Date: 2015-08-03
Type of information: Results
phase: preclinical
Announcement: results
Company: Tarix Orphan (USA - MA)
Product: TXA127
Action
mechanism: peptide. TXA127 is a pharmaceutical grade formulation of the naturally occurring peptide angiotensin (1-7) which Tarix Orphan is developing for the treatment of a number of orphan and genetic diseases, with an initial focus on DMD. Additional diseases which may benefit from treatment with TXA127 include congenital muscular dystrophies, Marfan Syndrome, and amyotrophic lateral sclerosis (ALS). TXA127 is part of the “alternative renin angiotensin system (RAS)” and counteracts the “classical” RAS, which promotes hypertension, fibrosis, hypertrophy and inflammation.
Disease: congenital muscular dystrophy (MDC1A)

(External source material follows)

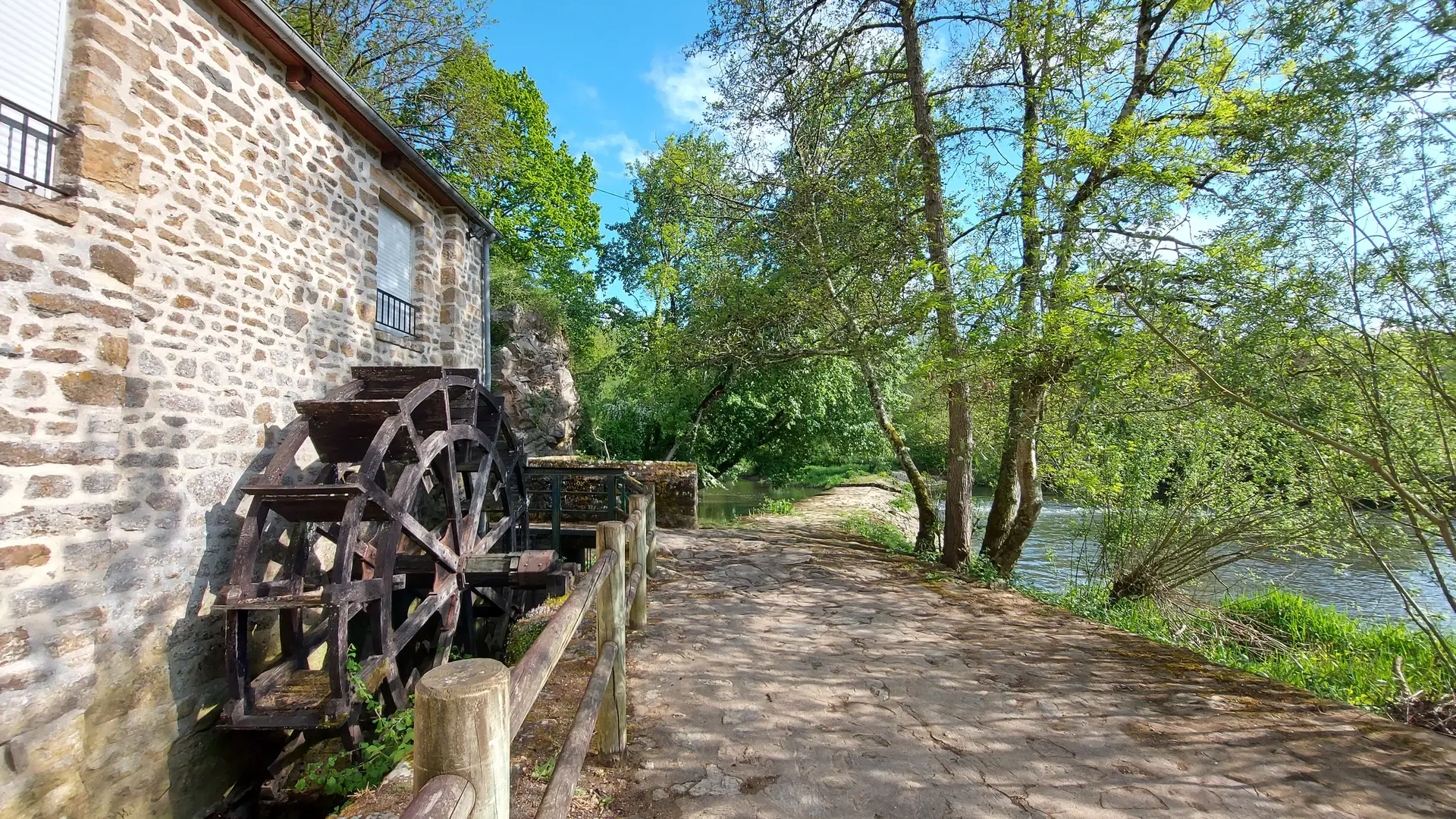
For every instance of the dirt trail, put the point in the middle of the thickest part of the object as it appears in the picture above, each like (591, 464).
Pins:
(791, 670)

Therapeutic area: Rare diseases - Genetic diseases - Neuromuscular diseases
Country:
Trial details:
Latest
news: * On August 3, 2015, Tarix Orphan, a privately held biopharmaceutical company focused on the treatment of rare neuromuscular disorders and connective tissue diseases, announced that the company’s lead compound, TXA127, has shown positive results in the preclinical DyW model of congenital muscular dystrophy (MDC1A). Researchers showed that two doses of TXA127, a pharmaceutical formulation of the natural Ang 1?7 peptide, remarkably reduced inflammatory and fibrotic pathology, and also induced weight/muscle gain and increased muscle function. MDC1A is a hereditary muscle disorder associated with a genetic change in the LAMA2 gene which is responsible for the production of a key muscle protein, laminin alpha?2. MDC1A primarily affects the muscles used for movement and is one of the most common types of congenital muscular dystrophy (CMD). In addition to MDC1A’s effects on movement and motor skills, children with MDC1A may have weak respiratory muscles, leading to frequent chest infections and poor breathing at night. They may also frequently experience feeding difficulties, leading to weight loss and failure to thrive. Despite extensive research into major drivers of MDC1A, there is no cure or treatment for the condition at this time.